Speaker: Khe Chai Sim, Assistant Professor, National University of Singapore

时间:524日下午34点半

地点:上海交通大学电信群楼3528


Abstract:
Due to the widespread of modern portable devices such as the smartphones and tablets, voice input has gained increasing popularity for these devices. This is evident from the emergence of many voice-enabled apps such as voice search, speech translation and personal assistant, to name a few. These apps rely on Automatic Speech Recognition (ASR) technology to convert spoken utterances into text for further processing. However, ASR suffers from substantial performance degradation in noisy environment. A wide range of techniques have been developed and studied for many years to improve the robustness of ASR in the presence of noise.
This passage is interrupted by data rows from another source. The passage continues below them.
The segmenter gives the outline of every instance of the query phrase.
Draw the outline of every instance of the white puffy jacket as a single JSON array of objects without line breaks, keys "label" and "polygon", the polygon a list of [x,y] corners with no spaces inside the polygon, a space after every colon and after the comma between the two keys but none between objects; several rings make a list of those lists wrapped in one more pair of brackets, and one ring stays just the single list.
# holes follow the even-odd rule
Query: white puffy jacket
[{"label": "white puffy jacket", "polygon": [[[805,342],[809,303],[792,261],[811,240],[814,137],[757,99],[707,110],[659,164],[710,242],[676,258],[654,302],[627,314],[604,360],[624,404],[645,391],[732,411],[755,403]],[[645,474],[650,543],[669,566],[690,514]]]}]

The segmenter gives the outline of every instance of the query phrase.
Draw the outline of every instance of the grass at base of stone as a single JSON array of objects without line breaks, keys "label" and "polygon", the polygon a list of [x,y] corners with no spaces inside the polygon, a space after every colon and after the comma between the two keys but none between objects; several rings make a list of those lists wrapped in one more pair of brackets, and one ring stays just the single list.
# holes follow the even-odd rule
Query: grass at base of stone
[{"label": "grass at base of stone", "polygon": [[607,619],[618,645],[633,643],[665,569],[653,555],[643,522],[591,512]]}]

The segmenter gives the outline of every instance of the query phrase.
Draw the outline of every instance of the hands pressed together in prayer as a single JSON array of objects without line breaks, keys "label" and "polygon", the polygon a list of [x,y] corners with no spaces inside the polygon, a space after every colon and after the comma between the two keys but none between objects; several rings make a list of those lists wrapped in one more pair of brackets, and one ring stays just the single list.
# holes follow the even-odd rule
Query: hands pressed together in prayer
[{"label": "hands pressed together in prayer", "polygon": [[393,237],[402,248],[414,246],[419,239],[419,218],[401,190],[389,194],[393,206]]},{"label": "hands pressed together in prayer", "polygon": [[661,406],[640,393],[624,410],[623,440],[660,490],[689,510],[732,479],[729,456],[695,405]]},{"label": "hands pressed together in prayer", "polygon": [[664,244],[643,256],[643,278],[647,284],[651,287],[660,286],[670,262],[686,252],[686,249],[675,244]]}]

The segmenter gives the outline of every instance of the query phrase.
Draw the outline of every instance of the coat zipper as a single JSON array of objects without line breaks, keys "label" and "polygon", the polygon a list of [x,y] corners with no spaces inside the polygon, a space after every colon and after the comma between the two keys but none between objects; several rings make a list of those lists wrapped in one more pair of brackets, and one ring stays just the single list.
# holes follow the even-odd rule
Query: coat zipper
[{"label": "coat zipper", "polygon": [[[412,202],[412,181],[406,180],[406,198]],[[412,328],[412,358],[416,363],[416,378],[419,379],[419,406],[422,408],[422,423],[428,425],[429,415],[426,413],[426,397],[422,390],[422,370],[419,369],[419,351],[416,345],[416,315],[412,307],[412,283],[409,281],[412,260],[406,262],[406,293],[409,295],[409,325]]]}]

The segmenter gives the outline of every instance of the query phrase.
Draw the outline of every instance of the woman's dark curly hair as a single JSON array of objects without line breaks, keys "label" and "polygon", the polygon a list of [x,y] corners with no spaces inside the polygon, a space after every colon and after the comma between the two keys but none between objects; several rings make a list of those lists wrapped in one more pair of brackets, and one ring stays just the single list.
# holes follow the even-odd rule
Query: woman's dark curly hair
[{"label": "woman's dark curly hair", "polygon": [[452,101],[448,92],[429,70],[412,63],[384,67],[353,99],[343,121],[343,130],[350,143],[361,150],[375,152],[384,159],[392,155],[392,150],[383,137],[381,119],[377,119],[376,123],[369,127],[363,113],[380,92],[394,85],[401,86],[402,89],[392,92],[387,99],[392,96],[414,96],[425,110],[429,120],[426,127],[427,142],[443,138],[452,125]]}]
This talk will present two orthogonal approaches to improve ASR performance in noisy environment. The first part of this talk will describe model-based noise compensation techniques for ASR, such as Parallel Model Combination (PMC) and Vector Taylor Series (VTS). In particular, a novel technique called Trajectory-based PMC (TPMC) will be introduced. TPMC extends the traditional PMC by incorporating the Trajectory HMM formulation to yield a unified compensation for both static and dynamic parameters. The second part of this talk presents Haptic Voice Recognition (HVR), a novel multimodal interface that combines both speech and touch inputs to improve the efficiency and noise robustness of text entry on modern portable devices. HVR extends ASR by augmenting additional complementary information using touch input to improve the reliability of ASR. Simulations and empirical studies show that the initial letter of the words in the utterance provide simple and yet powerful cues to improve the efficiency and robustness of HVR.

Bio:
Dr. Khe Chai Sim is Assistant Professor at the School of Computing (SoC), National University of Singapore (NUS). He received the B.A. and M.Eng degrees in Electrical and Information Sciences from the University of Cambridge, England in 2001. He worked on the Application Programming Interface (API) for Hidden Markov Model Toolkit (HTK) (known as the ATK) for his Undergraduate final year project under the supervision of Prof. Steve Young. He was then awarded the Gates Cambridge Scholarship and completed his M.Phil dissertation "Covariance Matrix Modelling using Rank-One Matrices" in 2002 under the supervision of Dr. Mark Gales. He joined the Machine Intelligence Laboratory (MIL) (formerly the Speech, Vision and Robotics (SVR) group),Cambridge University Engineering Department in the same year as a research student, supervised by Dr. Mark Gales. He received his Ph.D degree in July 2006. He is also an alumni of Churchill College. His main research interest is in statistical pattern classification and acoustic modelling for automatic speech recognition. He also worked on the DARPA funded Effective, Affordable and Reusable Speech-to-text (EARS) project from 2002-2005 and the Global Autonomous Language Exploitation (GALE) project between 2005-2006. He was also in the IIR team which participated in the NIST 2007 Language recognition Evaluation (LRE) and the NIST 2008 Speaker Recognition Evaluation (SRE).